Suppose, for example, that during the progress of a trial, while the judge is on the bench and the jury in its seat, a communication is made to one of the jurymen, which the judge does not see, but of which he is informed. Can he commit the offender without some proof of the commission of the offense ? And yet even the most critical would say that this offense was committed in his immediate presence, and still he would be entirely unable to certify of his own knowledge that the offense had been committed. It would be necessary that he should have proof, and he is entitled to the time to have the proof presented before him in a legal and formal manner.

Our attention is called to the difference between ’the definitions of a criminal contempt given in the Penal Code and the Code of Civil Procedure. In both a criminal contempt is defined to be disorderly, contemptuous, or insolent behavior, committed during the sitting of the court, in its immediate view and presence, and directly tending to intérFupt its proceedings or impair the respect due to its authority.

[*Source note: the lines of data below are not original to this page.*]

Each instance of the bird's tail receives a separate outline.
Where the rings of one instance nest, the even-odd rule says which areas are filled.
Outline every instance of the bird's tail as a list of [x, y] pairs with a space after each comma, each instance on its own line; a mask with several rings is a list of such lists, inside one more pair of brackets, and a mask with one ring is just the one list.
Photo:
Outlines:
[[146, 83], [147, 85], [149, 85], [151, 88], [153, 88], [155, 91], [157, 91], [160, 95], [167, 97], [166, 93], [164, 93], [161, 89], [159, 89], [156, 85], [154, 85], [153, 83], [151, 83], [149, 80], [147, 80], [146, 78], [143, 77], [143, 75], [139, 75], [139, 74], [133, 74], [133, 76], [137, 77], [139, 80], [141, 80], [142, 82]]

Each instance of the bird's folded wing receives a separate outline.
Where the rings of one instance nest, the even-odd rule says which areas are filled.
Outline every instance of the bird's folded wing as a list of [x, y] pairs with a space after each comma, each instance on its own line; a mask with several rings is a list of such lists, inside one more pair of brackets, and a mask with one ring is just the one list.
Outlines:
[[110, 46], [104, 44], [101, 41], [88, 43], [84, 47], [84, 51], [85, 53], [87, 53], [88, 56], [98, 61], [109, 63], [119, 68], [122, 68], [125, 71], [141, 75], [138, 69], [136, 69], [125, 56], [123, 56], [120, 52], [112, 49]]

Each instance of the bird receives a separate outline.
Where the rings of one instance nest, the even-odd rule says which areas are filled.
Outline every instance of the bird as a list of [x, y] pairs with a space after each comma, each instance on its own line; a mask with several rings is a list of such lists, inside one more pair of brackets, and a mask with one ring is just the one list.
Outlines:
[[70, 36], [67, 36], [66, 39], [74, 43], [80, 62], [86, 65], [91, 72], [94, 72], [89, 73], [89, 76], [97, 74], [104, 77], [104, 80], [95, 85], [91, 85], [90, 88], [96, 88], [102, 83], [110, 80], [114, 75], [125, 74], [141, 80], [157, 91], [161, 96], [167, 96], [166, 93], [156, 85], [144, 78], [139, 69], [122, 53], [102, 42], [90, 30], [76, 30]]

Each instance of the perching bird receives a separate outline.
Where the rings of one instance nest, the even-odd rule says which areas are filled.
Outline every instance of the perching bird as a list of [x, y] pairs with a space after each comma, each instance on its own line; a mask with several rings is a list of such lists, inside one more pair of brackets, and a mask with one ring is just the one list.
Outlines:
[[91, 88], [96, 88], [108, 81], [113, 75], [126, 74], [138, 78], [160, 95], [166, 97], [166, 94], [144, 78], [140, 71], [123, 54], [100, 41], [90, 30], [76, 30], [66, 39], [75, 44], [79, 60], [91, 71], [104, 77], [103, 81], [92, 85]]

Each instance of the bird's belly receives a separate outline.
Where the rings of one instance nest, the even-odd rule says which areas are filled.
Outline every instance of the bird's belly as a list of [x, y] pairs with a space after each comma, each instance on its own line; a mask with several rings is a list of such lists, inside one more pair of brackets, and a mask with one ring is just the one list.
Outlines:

In the Penal Code is contained the further definition ; Behavior of a like character, committed in the presence of a jury while actually sitting for the trial of a cause, or upon an inquest or other proceeding authorized by law.” This subdivision does not appear in the Code of Civil Procedure, and it is urged that it was the intention of the legislature to withdraw such conduct from the consideration of the courts as a criminal contempt. But, giving the broadest interpretation possible to the subdivision, what the first clause cited of this provision was intended to mean is not entirely apparent, because it is difficult to see how a contempt could be committed in the presence of a jury, while actually sitting for the trial of a cause, without being committed in the presence of the court, which is provided for in the previous subdivision, as juries do not sit in the trial of causes in the absence of the court. If the Code of Civil Procedure had been passed after the Penal Code, the argument might, perhaps, have had some force. But the Code of Civil Procedure was passed first, and the right to punish contempts committed in the presence of the jury depended upon the well accepted construction that, as the jury were a part of the court, contempts committed before them were committed an the presence of the court. In the Penal Code the codifiers seem to have attempted, without much success, to leave no possible ground for argument, so far as that Code was concerned, that the jury in its deliberations was not a part of the court. It was by no means an expression of the legislative intent, or the legislative opinion, that such commitment did not come within the provisions of subdivision 1 of section 8 of the Code of Civil Procedure

Upon the whole case, therefore, it seems to us that the court had jurisdiction to punish the relator for the contempt which he had committed, and that the writ of certiorari should be dismissed, with costs.

Writ of certiorari dismissed with costs.

Brady and O’Brien, JJ., concur.

Note.—This decision was affirmed by the court of appeals without an opinion, May 9, 1890.